Many instructions provide register flavors and memory flavors. The flavor involving a
memory operand will decodes into a longer flow of ?ops than the register version.
Micro-fusion enables software to use memory to register operations to express the
actual program behavior without worrying about a loss of decode bandwidth.
"

See also "2.1.2.4 Instruction Decode"

You can do the same with a OoO RISC chip, but its harder, I believe you would need
an extra write port. I do not know of a RISC chip that does fusion with reads,
I do know that PowerPC does do some Micro-fusion on other opcodes.

We are back to my original question, is Add from Memory RISCier than RISC
for a hugely OoO design?

(The real win is less than 50%, far less, you have to be starved for issue slots.)
The power savings is real, and important.
From: jacko on
On Jun 19, 8:06 am, Brett Davis <gg...(a)yahoo.com> wrote:
> In article <2010Jun17.172...(a)mips.complang.tuwien.ac.at>,
>  an...(a)mips.complang.tuwien.ac.at (Anton Ertl) wrote:

> We are back to my original question, is Add from Memory RISCier than RISC
> for a hugely OoO design?
>
> (The real win is less than 50%, far less, you have to be starved for issue slots.)
> The power savings is real, and important.

Yes. I wonder in my NiBZ design if adding extra cycles in the
instruction will significantly reduce area/power? The shadow registers
take up some space, and the 3 in 1 decoder takes up time, making to
memory speed lower. reducing Fmax. Maybe a single extra cycle could do
both these. Freeing up space for something else of use.

Cheers Jacko.
From: nedbrek on
Hello all,

"Brett Davis" <ggtgp(a)yahoo.com> wrote in message
news:ggtgp-6935B6.02064019062010(a)news.isp.giganews.com...
>
> 2.1.2.6 Micro-fusion
>
> You can do the same with a OoO RISC chip, but its harder, I believe you
> would
> need an extra write port. I do not know of a RISC chip that does fusion
> with
> reads, I do know that PowerPC does do some Micro-fusion on other opcodes.
>
> We are back to my original question, is Add from Memory RISCier than RISC
> for a hugely OoO design?
>
> (The real win is less than 50%, far less, you have to be starved for issue
> slots.) The power savings is real, and important.

I believe the sequence you are describing is:
add r1 += [r2]

The advantage CISC has is that the uop sequence looks like:
ld tmp = [r2]
add r1 += tmp

Since tmp is not an architected register, it does not have to be preserved
for an interrupt, or seen past the use in add (it is known dead). Thus, it
can exist strictly in the bypass network (it is not allocated a rename
register, it is not visible to later instructions [does not participate in
renaming], and has no architected effects at retirement).
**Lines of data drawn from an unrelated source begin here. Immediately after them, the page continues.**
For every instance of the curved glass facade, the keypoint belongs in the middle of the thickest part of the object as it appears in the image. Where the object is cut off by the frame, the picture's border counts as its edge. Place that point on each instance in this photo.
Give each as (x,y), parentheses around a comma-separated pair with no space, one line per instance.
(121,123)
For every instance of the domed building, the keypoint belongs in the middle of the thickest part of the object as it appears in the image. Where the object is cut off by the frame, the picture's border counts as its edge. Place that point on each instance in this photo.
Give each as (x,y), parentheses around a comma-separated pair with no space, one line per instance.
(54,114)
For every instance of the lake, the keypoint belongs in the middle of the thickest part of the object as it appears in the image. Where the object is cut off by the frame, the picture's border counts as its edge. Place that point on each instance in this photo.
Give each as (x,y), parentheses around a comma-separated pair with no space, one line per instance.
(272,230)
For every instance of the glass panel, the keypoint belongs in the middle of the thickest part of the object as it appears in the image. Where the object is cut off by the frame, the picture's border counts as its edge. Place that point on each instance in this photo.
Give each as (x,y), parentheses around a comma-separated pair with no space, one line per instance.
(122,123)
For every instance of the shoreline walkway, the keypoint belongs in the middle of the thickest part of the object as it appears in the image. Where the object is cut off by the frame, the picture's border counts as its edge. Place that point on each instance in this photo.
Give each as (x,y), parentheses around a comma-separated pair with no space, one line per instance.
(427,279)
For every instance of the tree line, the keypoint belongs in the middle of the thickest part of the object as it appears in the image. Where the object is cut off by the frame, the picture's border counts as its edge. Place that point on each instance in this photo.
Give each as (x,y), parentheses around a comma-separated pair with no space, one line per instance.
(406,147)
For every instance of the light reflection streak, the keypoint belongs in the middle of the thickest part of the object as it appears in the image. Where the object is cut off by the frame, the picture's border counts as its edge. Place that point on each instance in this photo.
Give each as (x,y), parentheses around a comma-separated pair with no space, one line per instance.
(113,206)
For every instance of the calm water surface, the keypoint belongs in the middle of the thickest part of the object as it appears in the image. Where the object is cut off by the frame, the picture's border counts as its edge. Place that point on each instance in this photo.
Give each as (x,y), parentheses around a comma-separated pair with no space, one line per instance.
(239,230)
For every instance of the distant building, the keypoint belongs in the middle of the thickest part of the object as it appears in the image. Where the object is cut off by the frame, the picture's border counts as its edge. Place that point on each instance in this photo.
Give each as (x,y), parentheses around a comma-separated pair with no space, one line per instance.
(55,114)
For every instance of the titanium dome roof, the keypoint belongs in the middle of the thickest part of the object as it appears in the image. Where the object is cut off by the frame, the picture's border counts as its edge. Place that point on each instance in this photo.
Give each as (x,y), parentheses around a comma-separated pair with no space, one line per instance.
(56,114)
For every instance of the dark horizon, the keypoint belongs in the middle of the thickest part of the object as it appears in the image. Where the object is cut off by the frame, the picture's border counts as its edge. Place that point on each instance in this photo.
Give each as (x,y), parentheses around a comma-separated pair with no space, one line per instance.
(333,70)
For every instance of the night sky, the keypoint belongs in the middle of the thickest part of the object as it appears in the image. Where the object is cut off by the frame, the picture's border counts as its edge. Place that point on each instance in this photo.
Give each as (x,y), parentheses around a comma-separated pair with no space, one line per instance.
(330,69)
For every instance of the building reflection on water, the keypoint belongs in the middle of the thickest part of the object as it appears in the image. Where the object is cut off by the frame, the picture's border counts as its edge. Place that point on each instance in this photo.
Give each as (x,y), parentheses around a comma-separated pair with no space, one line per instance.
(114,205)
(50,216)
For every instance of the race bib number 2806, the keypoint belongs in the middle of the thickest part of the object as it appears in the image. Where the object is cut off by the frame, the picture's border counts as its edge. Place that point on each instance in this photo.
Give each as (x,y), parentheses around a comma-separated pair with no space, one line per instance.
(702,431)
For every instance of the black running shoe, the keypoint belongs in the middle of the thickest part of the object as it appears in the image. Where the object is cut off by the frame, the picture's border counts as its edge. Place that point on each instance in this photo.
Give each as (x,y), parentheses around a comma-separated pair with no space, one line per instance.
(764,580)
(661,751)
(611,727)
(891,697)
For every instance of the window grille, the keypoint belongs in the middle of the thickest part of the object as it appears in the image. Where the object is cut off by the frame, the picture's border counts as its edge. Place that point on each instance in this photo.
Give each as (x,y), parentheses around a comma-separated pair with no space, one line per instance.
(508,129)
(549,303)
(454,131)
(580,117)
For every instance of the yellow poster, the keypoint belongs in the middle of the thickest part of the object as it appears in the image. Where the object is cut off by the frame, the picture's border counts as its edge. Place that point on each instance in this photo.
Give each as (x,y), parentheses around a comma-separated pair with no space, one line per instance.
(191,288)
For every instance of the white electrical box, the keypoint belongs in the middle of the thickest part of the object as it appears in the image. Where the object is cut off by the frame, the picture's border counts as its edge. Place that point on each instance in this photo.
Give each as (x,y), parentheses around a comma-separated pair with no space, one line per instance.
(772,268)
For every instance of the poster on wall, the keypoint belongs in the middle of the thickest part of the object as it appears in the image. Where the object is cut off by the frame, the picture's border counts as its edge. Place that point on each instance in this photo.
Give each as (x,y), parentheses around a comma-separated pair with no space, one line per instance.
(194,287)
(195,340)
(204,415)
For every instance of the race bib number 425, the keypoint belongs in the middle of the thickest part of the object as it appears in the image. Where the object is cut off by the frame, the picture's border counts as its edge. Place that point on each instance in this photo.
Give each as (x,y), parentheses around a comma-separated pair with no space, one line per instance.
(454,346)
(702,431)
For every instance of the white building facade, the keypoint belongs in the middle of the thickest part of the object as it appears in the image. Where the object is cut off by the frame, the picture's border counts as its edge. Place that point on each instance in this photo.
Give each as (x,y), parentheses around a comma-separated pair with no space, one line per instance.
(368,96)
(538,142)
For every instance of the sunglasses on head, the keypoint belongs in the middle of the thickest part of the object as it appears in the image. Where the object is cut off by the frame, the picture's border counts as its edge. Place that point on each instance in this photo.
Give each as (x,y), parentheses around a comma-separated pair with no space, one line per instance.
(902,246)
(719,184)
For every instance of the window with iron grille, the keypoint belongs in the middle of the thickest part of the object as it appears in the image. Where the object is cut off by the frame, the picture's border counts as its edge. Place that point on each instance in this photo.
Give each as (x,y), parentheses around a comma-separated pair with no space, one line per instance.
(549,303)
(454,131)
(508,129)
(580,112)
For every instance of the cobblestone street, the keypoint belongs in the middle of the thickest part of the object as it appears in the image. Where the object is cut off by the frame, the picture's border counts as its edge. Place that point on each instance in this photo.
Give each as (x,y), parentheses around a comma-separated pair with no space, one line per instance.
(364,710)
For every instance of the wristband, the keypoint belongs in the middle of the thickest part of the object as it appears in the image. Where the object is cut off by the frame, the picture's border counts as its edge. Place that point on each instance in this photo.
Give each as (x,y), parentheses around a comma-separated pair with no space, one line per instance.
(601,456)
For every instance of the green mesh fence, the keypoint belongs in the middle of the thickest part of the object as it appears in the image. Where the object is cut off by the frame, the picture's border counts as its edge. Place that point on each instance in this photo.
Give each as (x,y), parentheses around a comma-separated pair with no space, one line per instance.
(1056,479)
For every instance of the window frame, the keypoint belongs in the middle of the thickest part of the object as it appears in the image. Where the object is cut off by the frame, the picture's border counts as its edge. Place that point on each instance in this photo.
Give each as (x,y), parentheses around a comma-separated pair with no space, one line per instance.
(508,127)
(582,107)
The RISC sequence will always be (ld r3 = [r2]; add r1 += r3). r3 is live
out, and must be architecturally visible. You can smash ops together,
giving you r3,r1 = load-op [r2] + r1

You can't say just "need an extra write port" unless you have a simple 5
stage pipeline. In a modern machine, this means extra decode bits (in the
scheduler and ROB), extra RAT ports, extra complexity come retirement time
(do you allow every instruction to update two entries in the retirement
register table?)

Ned